TEV-53408 is currently being studied in a Phase 2a clinical trial to evaluate its safety and effectiveness in adults with celiac disease. The drug is designed to block interleukin-15 (IL-15), a cytokine believed to play a key role in causing intestinal damage and symptoms in people with celiac disease. By inhibiting IL-15, TEV-53408 aims to reduce the immune response triggered by gluten exposure, even in those adhering to a gluten-free diet.

Eric Hughes, MD, PhD, Executive Vice President, Global R&D and Chief Medical Officer at Teva, mentioned, “The FDA’s decision to grant Fast Track designation for TEV-53408, an investigational anti-IL-15 antibody therapy, reflects the promising nature of the treatment and the urgent unmet need of people living with celiac disease. Teva is driven by a commitment to innovation and this latest achievement gets us one step closer to providing promising, innovative treatment options for patients with chronic autoimmune diseases like celiac disease.”
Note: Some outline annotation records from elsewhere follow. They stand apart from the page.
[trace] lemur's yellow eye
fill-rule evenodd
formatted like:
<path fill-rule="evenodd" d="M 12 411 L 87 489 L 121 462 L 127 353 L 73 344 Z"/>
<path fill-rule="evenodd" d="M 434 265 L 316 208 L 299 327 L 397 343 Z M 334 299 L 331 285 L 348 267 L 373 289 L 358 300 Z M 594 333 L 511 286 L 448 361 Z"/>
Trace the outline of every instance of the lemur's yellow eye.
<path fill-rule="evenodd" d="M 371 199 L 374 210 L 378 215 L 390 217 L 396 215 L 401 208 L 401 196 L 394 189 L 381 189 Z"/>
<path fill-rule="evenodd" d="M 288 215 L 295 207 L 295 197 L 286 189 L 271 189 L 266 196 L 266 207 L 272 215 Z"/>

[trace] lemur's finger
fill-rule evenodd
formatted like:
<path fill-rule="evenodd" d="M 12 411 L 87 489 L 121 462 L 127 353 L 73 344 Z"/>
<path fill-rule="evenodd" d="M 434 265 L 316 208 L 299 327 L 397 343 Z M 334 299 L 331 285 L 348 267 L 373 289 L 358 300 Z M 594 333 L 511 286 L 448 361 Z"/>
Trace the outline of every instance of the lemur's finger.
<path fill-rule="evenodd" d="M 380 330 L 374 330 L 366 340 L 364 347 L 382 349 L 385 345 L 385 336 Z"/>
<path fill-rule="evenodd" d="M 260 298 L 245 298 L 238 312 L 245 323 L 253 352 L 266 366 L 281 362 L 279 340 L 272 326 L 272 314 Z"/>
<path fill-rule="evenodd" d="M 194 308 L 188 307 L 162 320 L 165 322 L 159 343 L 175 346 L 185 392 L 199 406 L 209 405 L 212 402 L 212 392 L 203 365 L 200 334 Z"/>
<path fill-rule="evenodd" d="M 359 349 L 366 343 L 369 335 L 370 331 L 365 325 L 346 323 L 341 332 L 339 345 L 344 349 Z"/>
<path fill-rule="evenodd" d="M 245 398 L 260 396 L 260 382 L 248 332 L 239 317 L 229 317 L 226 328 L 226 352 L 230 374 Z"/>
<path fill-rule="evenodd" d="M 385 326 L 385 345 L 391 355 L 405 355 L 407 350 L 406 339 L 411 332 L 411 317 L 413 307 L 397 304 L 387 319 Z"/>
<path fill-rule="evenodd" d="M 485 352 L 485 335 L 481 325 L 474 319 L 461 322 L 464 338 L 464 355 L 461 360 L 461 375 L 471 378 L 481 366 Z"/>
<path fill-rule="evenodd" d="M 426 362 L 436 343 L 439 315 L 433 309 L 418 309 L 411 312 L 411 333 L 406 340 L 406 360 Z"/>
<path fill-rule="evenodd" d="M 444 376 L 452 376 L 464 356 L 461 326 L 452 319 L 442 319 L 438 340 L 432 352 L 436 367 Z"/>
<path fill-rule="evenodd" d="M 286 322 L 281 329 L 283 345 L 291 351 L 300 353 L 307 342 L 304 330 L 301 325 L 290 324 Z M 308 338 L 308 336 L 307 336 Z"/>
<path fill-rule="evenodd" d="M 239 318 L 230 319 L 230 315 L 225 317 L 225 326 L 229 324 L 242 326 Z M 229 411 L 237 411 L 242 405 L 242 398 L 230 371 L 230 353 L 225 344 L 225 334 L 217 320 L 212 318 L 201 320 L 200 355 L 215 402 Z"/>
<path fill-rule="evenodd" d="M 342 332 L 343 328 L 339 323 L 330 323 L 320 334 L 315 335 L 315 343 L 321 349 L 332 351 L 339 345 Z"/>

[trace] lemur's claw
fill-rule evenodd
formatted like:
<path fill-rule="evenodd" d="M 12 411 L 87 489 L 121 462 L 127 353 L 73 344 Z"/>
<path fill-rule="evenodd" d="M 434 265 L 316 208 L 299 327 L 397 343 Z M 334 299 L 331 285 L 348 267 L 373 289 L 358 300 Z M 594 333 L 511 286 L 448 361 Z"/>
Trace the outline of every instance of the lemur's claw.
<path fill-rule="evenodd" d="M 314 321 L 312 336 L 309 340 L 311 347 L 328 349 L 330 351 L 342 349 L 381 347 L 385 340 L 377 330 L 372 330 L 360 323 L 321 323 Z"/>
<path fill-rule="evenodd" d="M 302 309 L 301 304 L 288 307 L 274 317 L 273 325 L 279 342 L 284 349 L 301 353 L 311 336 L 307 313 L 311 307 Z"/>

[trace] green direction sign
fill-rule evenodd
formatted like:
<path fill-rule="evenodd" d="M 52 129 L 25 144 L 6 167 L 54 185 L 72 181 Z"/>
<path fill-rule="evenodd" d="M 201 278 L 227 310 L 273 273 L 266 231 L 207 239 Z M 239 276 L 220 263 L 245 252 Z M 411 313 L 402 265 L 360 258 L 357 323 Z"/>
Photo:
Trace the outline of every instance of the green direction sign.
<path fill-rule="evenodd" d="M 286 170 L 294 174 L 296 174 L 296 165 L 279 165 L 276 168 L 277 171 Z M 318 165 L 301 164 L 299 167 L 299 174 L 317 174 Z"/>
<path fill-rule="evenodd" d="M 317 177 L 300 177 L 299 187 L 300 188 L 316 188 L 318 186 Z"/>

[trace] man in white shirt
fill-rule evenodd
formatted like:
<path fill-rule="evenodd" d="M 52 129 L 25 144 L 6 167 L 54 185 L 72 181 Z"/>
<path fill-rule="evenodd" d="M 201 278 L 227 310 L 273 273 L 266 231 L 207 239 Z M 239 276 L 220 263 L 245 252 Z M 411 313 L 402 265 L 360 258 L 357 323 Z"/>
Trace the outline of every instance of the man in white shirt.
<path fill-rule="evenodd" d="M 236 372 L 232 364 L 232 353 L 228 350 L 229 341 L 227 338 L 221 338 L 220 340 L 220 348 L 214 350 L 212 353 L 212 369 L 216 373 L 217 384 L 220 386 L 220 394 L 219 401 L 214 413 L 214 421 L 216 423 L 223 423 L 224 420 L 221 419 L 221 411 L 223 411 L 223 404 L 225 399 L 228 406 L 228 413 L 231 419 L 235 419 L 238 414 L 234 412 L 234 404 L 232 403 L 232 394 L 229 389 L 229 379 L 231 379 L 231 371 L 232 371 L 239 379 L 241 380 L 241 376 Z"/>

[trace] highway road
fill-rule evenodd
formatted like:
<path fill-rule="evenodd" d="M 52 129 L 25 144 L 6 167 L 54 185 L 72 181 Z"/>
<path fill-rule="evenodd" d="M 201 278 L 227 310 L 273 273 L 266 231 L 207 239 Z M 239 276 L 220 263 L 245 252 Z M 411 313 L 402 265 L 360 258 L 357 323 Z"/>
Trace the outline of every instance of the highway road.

The Fast Track status highlights the potential of TEV-53408 to address an important unmet need for people with celiac disease, many of whom continue to experience symptoms despite strict dietary management. This development also underscores Teva’s growing focus on immunological research and innovation, as part of its broader commitment to advancing treatments for chronic and underserved medical conditions.